Ножки стула скрипят по полу. Зубы, кажется, скрипят не тише.
— Шейна, — усталость за мгновение сменяется предостережением, звучащим громче и отчетливее.
— Извини, Мег, но в этот раз тебе достался паршивый подопечный, — слова похожи даже не на пули, на комки грязи, разлетающейся во все стороны от колес проехавшей на слишком высокой скорости машины. — Потерпи совсем немного, и я стану проблемой славной четы Смит. Уверена, они быстро придумают, как сделать так, чтобы я перестала ей быть.
Пальцы впиваются в апельсин, сжимают его так сильно, что Шейна почти уверена — сейчас кожура не выдержит, брызнет соком на несколько шагов, останется желтыми кляксами на светлой рубашке Меган…
Апельсин взлетает в воздух, снова ложится в хватку пальцев — уже мягче, уже чуть слабее.
Ремень сумки впивается в плечо — слишком сильно, как если бы… — и Шейна оборачивается, успевает подхватить стул, который задела.
— Шей! — детский голос звенит от двери в столовую, торопится к ней быстрыми шагами — и останавливается, не приблизившись вплотную.
Зубы не разжимаются, не позволяют губам дрогнуть хоть на немного — ни улыбки, ни приветствия. Основание ладони впечатывается в дверь, распахивает ее настежь, ручка глухо бьет по стене.
— Ты ее обидела, — детский голос слышится где-то за спиной, насупленно и будто исподлобья, тонет в звуке громких шагов, в шелесте куртки.
Сумка задевает что-то темное, вплетает в громкие шаги знакомый тихий звон — черный драп, резной металл на поясе. Ладонь невольно — инстинктивно — тянется к пряжке, стискивает ее, прерывая звук, запинается пальцами о край кармана.
В запрокинутой голове Эштон Фрэнсис Уэйд смотрит осуждающе и скрещивает руки на груди.
— Этот ребенок ведет себя совершенно неподобающим образом, — губы двигаются бесшумно, обращаясь к тому, кто вспомнился сейчас так ярко, будто вот-вот выйдет из-за угла. — Прости, пап. Я верну, как только смогу.
Пальцы скользят глубже, выдергивают центральную из согнутых пополам бумажек, тут же прячутся уже в своем кармане.
Уже можно разглядеть не только улыбки на лицах четы Смит, но и не то сверток, не то коробку с огромным красным бантом, торчащим в окне машины и фигурку рыжеволосой женщины с огромным тортом в руках на приборной панели. Уже можно расслышать какую-то познавательную болтовню о, кажется, пингвинах, — это ведь у них самец высиживает яйца? — которая обрывается, стоит только Дэвиду Смиту захлопнуть темно-синюю дверцу.

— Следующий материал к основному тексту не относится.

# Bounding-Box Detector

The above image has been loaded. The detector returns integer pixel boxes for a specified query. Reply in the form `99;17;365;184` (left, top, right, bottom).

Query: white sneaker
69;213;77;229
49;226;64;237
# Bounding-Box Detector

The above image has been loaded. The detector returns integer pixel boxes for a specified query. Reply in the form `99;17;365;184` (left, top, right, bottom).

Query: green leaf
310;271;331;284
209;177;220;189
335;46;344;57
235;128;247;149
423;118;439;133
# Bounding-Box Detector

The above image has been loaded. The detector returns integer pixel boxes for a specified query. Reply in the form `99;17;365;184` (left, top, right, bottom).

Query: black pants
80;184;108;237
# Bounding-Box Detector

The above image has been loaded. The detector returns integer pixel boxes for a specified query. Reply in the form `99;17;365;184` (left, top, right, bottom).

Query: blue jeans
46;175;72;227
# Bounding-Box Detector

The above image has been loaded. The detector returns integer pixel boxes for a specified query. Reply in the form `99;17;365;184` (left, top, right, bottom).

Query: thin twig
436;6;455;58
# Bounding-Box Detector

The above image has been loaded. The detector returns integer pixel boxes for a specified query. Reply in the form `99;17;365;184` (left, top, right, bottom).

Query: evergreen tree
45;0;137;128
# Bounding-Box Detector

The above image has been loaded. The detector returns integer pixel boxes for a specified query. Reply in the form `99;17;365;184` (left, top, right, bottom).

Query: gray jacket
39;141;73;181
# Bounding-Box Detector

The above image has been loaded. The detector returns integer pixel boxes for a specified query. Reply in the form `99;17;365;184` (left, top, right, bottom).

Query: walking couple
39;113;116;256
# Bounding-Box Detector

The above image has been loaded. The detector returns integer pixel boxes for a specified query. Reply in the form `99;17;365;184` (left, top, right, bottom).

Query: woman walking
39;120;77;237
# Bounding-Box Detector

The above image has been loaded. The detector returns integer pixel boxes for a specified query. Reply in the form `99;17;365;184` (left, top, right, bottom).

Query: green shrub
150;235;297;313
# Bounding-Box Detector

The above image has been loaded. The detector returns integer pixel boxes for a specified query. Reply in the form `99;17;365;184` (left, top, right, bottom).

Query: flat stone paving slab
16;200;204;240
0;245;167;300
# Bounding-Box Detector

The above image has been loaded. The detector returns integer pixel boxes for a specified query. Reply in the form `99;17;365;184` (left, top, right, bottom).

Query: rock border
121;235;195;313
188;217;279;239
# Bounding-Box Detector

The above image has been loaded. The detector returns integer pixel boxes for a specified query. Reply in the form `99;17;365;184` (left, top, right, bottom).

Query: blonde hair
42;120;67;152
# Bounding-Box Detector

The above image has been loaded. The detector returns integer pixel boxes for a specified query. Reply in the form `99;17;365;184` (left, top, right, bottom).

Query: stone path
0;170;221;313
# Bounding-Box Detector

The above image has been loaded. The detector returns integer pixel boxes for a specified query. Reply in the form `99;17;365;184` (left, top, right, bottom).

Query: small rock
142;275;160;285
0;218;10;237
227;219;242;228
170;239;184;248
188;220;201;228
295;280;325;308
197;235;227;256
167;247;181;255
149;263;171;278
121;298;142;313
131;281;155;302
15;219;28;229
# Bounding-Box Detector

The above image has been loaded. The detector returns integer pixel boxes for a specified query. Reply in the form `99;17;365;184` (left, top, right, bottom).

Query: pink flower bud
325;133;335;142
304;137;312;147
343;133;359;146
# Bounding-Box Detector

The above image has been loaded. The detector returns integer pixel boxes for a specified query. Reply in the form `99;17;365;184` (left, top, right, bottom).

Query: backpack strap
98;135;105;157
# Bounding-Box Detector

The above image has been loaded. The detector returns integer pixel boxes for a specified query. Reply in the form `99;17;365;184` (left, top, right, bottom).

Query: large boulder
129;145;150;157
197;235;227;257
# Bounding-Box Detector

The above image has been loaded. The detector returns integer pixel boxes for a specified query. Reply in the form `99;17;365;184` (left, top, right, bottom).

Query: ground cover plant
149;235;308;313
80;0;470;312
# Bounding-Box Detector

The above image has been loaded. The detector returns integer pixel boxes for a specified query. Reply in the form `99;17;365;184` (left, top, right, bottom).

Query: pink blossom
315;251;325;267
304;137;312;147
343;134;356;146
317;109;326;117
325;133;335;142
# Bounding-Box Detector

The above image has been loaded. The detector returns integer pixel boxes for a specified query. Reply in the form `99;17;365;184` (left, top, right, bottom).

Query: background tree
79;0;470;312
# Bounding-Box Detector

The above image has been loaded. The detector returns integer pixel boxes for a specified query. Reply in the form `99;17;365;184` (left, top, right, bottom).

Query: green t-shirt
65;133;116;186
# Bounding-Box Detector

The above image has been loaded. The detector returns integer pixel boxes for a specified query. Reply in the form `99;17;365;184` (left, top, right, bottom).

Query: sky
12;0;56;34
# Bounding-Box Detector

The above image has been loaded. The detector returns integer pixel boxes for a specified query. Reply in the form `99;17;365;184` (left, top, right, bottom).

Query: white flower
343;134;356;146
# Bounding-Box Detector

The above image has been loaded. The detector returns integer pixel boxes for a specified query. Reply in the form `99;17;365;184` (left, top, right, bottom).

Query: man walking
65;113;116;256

Уже можно считать шаги — считать последние секунды хода, на котором она проиграла.
— А они могут?.. — тихий вопрос слышится совсем рядом, касается ее плеча своим, на мгновение соединяет похожие по цвету куртки.
— Они копы, — равнодушие и усталость в собственном голосе кажутся похожими на снегопад в безветренную погоду. — Они что угодно могут.
Идущая рядом женщина оглядывается, шикает что-то неразборчивое; Рита продолжает что-то тараторить, радостно и почти без остановки, наверное, уже в красках описывая, какое славное у них будет Рождество, и что Санта совсем-совсем не сказочный, а всамделешний, иначе как могло получиться, что они с Шейной и правда стали сестрами?
Ей бы тоже хотелось смеяться в голос или хотя бы улыбаться… Черт побери, да хотя бы просто оттаять и не выглядеть сейчас даже не человеком, а роботом, которого ведут на казнь, на перепрошивку, на утилизацию — знать бы еще, что для создания из металла и пластика будет страшнее и необратимее?
— Эгей, привет, малыш! — Дэвид Смит легко подхватывает Риту на руки, поднимает в воздух так легко, словно она не более чем крохотная пушинка на ладони великана среди великанов.
— Здравствуй, Шейна, — Эмма Смит улыбается сдержанно и даже не пытается обнять ее, не тянет руку в знак приветствия, но и не переминается на месте, остается уверенной и сильной. — Наверное, ты не слишком рада, что мы вот так выдернули тебя с последнего занятия.
— Мы просто решили, что было бы правильно встретить Рождество всем вместе, как семья, — заканчивает ее мысль Дэвид, легко щелкая Риту по носу, отчего та заходится радостным смехом.
— Я вас ненавижу, — наверное, если бы в какой-то из сказок снег мог говорить, то именно такой голос был бы у белой крупы, падающей с неба в сильный мороз, когда крупные и некогда пушистые хлопья становятся крохотными и острыми. — За то, что вы убили мою семью.